First, you must have standards. Second, you must have sophisticated and rigorous text. Third, you must give students the tools to analyze text. Fourth, you must give students a rigorous culminating task. Fifth, you must require that students answer text-dependent questions. Sixth, you must give students the opportunities to write, revise, edit, and publish.

What provides the roadmap for good instruction?
There are three significant shifts for English Language Arts and Literacy. First, Students must have regular practice with complex text and its academic language. Secondly, reading, writing, and speaking must be grounded in evidence from text, both literary and informational.

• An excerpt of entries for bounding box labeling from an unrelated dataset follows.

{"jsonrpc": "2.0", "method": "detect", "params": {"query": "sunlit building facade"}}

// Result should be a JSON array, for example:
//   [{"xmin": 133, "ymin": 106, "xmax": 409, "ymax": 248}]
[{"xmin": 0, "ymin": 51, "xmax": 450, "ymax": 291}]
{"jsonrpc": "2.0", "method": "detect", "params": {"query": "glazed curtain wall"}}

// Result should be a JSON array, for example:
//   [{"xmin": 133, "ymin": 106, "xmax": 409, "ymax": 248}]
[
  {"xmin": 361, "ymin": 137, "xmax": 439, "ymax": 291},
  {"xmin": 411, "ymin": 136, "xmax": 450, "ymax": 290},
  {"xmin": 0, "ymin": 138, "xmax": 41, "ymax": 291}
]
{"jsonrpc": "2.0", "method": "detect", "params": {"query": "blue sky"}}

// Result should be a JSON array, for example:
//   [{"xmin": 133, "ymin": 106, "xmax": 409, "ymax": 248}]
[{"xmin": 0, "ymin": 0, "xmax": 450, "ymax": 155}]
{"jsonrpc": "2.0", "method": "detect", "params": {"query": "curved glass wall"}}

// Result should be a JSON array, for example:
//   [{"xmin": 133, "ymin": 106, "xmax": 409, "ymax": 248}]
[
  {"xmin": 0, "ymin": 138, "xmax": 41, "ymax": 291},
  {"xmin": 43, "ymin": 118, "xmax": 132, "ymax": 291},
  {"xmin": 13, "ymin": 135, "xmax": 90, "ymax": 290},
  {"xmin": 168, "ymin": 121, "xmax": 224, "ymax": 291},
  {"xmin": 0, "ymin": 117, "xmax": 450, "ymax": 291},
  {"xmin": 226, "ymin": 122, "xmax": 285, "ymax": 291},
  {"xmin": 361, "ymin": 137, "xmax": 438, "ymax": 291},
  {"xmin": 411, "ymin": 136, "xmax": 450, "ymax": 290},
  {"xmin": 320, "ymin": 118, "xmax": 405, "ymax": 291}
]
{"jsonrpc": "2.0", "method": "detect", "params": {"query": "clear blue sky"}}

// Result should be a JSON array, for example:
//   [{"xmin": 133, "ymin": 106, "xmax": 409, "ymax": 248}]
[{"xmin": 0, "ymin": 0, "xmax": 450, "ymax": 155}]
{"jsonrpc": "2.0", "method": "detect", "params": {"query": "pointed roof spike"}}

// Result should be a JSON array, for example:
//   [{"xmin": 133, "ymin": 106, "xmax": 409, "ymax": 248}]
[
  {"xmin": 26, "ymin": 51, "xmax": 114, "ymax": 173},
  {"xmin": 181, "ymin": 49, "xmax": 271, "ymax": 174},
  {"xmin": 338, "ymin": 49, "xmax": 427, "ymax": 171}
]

Thirdly, students must build knowledge through content-rich nonfiction.

There are fifteen elements aimed at improving literacy programs in schools:

  • ·         Direct, explicit comprehension instruction, which is instruction in the strategies and process that proficient readers use to understand what they read, including summarizing, keeping track of one’s own understanding, and host of other practices.
  • ·         Effective instructional principles embedded in content, including language arts teachers using content-area texts and content area teachers providing instruction and practice in reading and writing skills specific to their subject area.
  • ·         Motivated and self-directed learning, which includes building motivation to read and learn and providing students with the instruction and supports needed for independent learning tasks they will face after graduation.
  • ·         Text-based collaborative learning, which involves students interacting with one another around a variety of texts.
  • ·         Strategic tutoring, which provides students with intense individualized reading, writing, and content instruction as needed.
  • ·         Diverse texts, which are texts at a variety of difficulty levels and on a range of topics.
  • ·         Intensive writing, including instruction connected to the kinds of writing tasks students will have to perform well in high school and beyond.
  • ·         A technology component, which includes technology as a tool for and a topic of literacy instruction.
  • ·         Ongoing formative assessment of students, which is informal, often a daily assessment of how students are progressing under current instructional practices.
  • ·         Extended time for literacy, which includes approximately two or four hours of literacy instruction and practice takes place in language arts and content area classes.
  • ·         Professional development that is both long-term and ongoing.
  • ·         Ongoing summative assessment of students and programs, which is more formal and provides data that are reported for accountability and research purposes.
  • ·         Teacher teams, which are interdisciplinary teams that meet regularly to discuss students and align instruction.
  • ·         Leadership, which can come from principals and teachers who have a solid understanding of how to teach reading and writing to a full array of students present in schools.
  • ·         A comprehensive and coordinated literacy program, which is interdisciplinary and interdepartmental and may even coordinate with out-of-school organizations and the local community.